Sim. O crédito privado no Brasil em 2015 estava em 74,9% do PIB, bem acima da média de 2010 a 2014, que ficou em 67,6%. É um número alto também levando em conta o cenário macroeconômico do Brasil, as taxas de juros e o risco-país. Quando essa taxa é elevada, os juros são altos e flutuantes e o desemprego é crescente, a tendência é de o consumidor sofrer. A queda nos juros, quando vier, será um grande alívio.

As concessões podem representar melhora na infraestrutura brasileira?
Sem dúvida, o investimento privado poderia ser extremamente positivo, pois o governo não dispõe de recursos suficientes para projetos de infraestrutura de grande escala.

Quais serão as consequências do Brexit para a economia mundial?
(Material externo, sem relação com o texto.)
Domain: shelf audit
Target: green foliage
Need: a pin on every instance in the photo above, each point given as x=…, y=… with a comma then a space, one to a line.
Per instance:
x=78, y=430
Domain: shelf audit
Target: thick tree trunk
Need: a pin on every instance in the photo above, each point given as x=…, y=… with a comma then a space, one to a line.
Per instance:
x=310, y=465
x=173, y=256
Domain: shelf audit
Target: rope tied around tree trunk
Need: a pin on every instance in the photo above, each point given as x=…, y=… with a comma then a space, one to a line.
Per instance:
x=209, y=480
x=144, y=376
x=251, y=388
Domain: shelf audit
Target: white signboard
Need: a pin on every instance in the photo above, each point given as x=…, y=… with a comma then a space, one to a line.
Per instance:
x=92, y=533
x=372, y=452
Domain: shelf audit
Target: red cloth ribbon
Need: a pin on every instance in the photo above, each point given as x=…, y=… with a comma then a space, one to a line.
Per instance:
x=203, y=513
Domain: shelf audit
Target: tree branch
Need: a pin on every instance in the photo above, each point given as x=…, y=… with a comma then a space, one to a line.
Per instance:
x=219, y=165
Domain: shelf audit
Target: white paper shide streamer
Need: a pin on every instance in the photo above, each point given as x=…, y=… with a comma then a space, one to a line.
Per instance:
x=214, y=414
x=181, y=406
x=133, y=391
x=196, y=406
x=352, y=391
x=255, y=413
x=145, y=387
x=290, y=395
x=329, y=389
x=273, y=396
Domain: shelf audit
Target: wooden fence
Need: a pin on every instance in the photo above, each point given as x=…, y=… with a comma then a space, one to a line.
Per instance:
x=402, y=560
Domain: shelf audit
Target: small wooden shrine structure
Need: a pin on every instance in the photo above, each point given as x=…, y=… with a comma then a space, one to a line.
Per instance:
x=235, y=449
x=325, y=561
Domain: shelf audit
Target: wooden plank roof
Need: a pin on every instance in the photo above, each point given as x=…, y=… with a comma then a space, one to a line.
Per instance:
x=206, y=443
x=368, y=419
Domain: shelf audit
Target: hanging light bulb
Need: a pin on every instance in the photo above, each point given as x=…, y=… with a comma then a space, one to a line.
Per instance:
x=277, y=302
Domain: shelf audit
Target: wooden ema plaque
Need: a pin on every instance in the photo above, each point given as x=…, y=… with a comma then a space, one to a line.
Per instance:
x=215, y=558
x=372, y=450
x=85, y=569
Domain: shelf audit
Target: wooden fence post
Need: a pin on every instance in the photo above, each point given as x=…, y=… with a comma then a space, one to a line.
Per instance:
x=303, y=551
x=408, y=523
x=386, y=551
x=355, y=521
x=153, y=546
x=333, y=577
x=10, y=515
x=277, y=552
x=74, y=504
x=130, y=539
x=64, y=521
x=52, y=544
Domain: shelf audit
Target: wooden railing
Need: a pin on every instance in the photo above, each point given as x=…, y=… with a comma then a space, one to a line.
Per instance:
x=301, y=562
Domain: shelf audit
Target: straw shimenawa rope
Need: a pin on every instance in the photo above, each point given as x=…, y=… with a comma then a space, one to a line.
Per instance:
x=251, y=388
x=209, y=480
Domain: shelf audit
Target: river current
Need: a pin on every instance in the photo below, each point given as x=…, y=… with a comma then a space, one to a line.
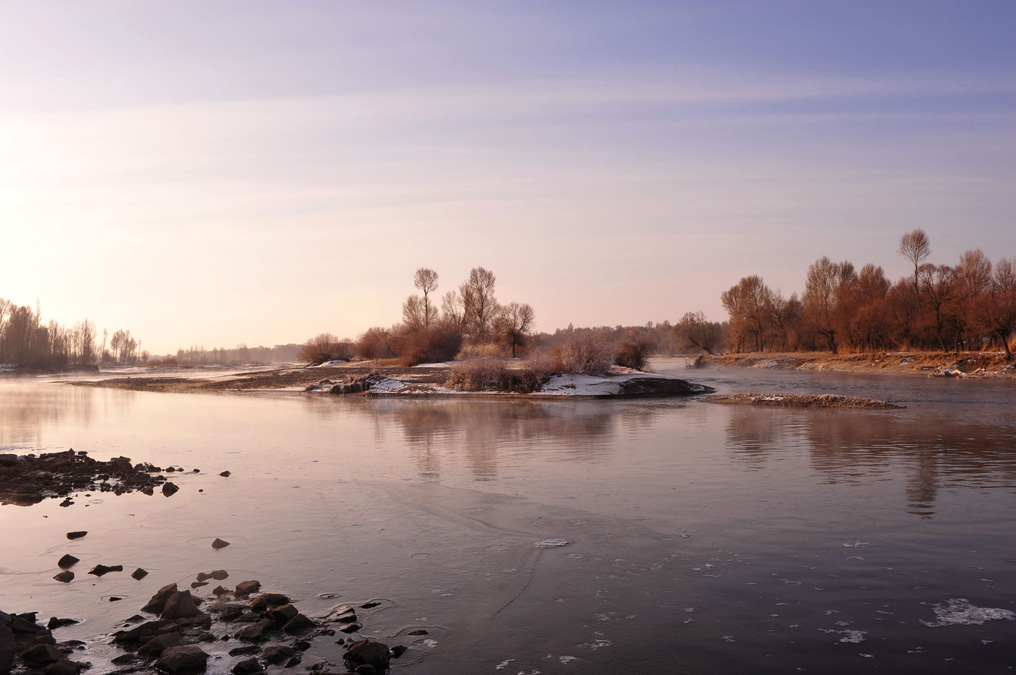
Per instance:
x=700, y=538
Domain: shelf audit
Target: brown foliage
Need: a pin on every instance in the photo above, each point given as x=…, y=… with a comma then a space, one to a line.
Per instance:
x=325, y=348
x=496, y=375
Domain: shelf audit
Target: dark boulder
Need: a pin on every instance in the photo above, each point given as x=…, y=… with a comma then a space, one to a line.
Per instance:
x=182, y=660
x=365, y=652
x=247, y=588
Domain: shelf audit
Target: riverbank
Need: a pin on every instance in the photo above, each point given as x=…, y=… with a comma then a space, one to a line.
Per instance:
x=932, y=364
x=387, y=378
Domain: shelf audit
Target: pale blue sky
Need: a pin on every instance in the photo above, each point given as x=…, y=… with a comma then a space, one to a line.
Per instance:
x=212, y=173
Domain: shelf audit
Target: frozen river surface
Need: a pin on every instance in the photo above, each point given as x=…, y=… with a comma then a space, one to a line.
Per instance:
x=700, y=538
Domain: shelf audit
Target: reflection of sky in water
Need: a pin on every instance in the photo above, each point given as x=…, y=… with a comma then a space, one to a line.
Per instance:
x=784, y=531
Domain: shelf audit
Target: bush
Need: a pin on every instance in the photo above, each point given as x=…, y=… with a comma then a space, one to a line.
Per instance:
x=375, y=344
x=428, y=345
x=584, y=354
x=495, y=374
x=325, y=348
x=634, y=350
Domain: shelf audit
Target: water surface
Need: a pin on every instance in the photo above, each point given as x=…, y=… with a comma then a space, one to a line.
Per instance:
x=702, y=538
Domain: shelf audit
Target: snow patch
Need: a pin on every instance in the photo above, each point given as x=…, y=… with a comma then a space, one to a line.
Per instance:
x=959, y=611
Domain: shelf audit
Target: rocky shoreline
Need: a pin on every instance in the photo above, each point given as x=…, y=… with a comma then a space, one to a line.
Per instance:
x=244, y=628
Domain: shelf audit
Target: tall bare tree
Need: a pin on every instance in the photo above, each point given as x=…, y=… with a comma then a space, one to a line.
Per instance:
x=513, y=324
x=427, y=281
x=915, y=247
x=480, y=305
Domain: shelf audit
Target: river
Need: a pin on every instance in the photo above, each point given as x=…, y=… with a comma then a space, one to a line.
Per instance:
x=701, y=538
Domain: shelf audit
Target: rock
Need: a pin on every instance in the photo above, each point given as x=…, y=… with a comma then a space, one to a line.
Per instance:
x=248, y=667
x=59, y=623
x=245, y=650
x=66, y=561
x=63, y=667
x=182, y=660
x=7, y=648
x=367, y=653
x=159, y=643
x=282, y=613
x=266, y=600
x=157, y=602
x=247, y=588
x=298, y=624
x=180, y=606
x=42, y=655
x=277, y=654
x=143, y=632
x=255, y=631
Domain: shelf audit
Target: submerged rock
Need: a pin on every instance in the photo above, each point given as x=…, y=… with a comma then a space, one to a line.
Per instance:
x=183, y=660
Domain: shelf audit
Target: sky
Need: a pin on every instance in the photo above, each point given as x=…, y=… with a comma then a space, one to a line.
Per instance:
x=208, y=173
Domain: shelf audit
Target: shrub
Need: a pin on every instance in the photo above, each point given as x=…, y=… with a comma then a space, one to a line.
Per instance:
x=325, y=348
x=634, y=350
x=584, y=354
x=375, y=344
x=428, y=345
x=495, y=374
O Brexit muda o jogo para muito além das fronteiras do Reino Unido. O resultado do plebiscito traz grandes dúvidas sobre seus impactos: será o fim da presença do país na UE ou o começo do fim da UE? É cedo para dizer. E a incerteza vai durar muito tempo. A reação virá em ondas. Estamos na primeira, que é a de fazer valer os contratos de seguro, sobretudo aqueles ligados ao câmbio. A segunda onda será a do contágio para outras economias. A terceira será de decisões políticas propriamente ditas, sem contar as declarações iniciais de políticos da UE e as intervenções do Banco Central Europeu.
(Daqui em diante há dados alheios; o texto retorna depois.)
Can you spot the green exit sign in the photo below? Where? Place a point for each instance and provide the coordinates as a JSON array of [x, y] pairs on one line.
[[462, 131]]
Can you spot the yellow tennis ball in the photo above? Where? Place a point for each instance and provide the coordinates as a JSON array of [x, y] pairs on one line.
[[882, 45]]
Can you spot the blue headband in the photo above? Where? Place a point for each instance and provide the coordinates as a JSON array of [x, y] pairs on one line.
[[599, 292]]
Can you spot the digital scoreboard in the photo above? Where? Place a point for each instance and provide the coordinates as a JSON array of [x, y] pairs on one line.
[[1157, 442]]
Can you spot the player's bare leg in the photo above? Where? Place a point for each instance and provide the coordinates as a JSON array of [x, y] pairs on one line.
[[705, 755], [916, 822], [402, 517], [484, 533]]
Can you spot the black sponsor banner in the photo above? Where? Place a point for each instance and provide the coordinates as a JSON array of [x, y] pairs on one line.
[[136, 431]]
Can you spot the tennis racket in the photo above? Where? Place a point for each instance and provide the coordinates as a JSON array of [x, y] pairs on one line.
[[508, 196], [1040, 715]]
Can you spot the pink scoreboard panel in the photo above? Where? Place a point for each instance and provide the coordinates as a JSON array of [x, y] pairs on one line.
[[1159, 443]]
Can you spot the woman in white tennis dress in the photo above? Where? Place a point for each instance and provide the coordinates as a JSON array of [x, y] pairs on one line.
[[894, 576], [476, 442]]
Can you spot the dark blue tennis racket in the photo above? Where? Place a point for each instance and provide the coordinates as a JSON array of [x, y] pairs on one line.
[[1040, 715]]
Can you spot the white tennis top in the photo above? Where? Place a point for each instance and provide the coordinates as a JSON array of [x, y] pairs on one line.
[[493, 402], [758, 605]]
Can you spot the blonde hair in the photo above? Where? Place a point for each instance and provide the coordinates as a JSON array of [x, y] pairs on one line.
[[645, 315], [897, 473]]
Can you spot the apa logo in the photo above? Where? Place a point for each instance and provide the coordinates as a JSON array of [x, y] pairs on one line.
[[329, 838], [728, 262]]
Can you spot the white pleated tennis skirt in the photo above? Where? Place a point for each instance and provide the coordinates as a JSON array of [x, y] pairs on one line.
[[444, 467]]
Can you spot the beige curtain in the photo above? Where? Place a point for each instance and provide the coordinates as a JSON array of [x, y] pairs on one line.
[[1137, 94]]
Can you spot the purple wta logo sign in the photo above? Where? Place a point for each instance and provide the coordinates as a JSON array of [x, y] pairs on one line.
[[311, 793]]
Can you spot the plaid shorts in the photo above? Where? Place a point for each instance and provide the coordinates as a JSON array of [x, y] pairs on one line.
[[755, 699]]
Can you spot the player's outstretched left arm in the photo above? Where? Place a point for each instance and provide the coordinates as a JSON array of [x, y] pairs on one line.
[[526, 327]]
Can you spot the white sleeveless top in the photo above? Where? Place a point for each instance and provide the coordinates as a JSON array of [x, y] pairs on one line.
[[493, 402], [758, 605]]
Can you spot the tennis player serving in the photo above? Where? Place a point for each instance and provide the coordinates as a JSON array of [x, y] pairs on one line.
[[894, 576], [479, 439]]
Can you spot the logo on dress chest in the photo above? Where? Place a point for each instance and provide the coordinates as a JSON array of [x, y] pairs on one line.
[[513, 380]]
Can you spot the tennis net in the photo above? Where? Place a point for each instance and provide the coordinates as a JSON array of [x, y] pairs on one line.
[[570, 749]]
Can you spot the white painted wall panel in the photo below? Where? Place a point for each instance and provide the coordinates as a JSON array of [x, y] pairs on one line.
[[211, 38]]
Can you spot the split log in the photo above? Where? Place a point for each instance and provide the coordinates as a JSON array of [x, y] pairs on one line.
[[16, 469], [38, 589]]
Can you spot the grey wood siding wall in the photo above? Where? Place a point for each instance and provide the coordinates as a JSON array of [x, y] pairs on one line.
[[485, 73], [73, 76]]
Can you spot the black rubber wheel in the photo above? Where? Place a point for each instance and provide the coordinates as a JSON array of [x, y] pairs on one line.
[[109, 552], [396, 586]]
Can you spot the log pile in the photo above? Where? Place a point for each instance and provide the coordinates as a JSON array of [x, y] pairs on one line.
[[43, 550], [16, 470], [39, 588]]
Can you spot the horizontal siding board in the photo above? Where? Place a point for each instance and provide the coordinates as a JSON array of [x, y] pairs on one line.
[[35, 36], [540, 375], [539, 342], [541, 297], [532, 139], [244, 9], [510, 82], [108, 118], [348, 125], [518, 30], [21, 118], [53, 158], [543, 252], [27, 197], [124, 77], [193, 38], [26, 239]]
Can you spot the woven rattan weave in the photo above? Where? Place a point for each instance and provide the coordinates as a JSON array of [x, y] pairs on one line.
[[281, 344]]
O que os investidores devem fazer?
Em primeiro lugar, ter calma. Não há sinais de mudança radical, que possa gerar ganhos com movimentos de curto prazo. Em segundo lugar, é preciso mirar ativos de qualidade, nas bolsas, por exemplo, que possam se valorizar nesse ambiente. É preciso procurar pechinchas. Há aquelas ações que sempre se quis ter e pareciam caras, mas agora estão baratas. A libra vai continuar a se desvalorizar depois desse choque inicial. A queda dos investimentos de longo prazo no Reino Unido são um grande risco para a cotação da moeda. Em 12 meses, ela deve atingir a paridade com o euro. Talvez antes.

Quais os fatores que mais afetam a economia mundial neste momento?
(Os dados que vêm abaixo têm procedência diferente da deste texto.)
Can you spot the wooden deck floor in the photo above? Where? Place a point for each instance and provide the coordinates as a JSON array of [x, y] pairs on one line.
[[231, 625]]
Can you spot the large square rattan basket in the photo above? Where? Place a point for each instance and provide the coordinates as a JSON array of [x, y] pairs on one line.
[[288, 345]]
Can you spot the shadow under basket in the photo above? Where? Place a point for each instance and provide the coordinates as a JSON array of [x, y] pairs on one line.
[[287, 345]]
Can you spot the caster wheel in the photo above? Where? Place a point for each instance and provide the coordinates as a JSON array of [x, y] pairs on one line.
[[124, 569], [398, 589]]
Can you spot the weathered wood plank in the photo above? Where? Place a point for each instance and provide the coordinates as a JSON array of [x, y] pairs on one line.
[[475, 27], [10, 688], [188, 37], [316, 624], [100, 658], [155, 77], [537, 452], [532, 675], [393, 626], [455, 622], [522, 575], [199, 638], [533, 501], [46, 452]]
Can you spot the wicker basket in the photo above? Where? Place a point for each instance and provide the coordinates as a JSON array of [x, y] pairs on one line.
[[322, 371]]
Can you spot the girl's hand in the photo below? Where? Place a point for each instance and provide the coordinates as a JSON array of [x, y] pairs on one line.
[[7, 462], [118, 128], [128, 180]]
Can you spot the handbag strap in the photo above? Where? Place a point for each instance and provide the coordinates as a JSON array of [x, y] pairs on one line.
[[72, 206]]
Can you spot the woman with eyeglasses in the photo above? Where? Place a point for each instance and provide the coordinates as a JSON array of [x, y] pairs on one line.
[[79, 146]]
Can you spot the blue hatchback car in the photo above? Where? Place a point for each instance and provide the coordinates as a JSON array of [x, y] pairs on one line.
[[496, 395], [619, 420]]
A queda brusca da atividade industrial no mundo está contida por ora. O substancial programa de investimentos patrocinado pelo governo chinês mostra resultados gradualmente, enquanto a estabilização dos preços de commodities também tem contribuído para a melhora do quadro. O crescimento global está, portanto, ganhando força. Mas há fortes ventos de cauda influenciando o desempenho econômico, incluindo o fim do boom dos mercados emergentes. Há novos riscos também. O Brexit, o crescente risco de Donald Trump se tornar presidente dos Estados Unidos, ou o Fed (Federal Reserve, o banco central dos Estados Unidos) apresentar argumentos fortes para se manter conservador no segundo semestre. Tudo isso pode acontecer apesar do ambiente razoavelmente positivo no mercado de capitais.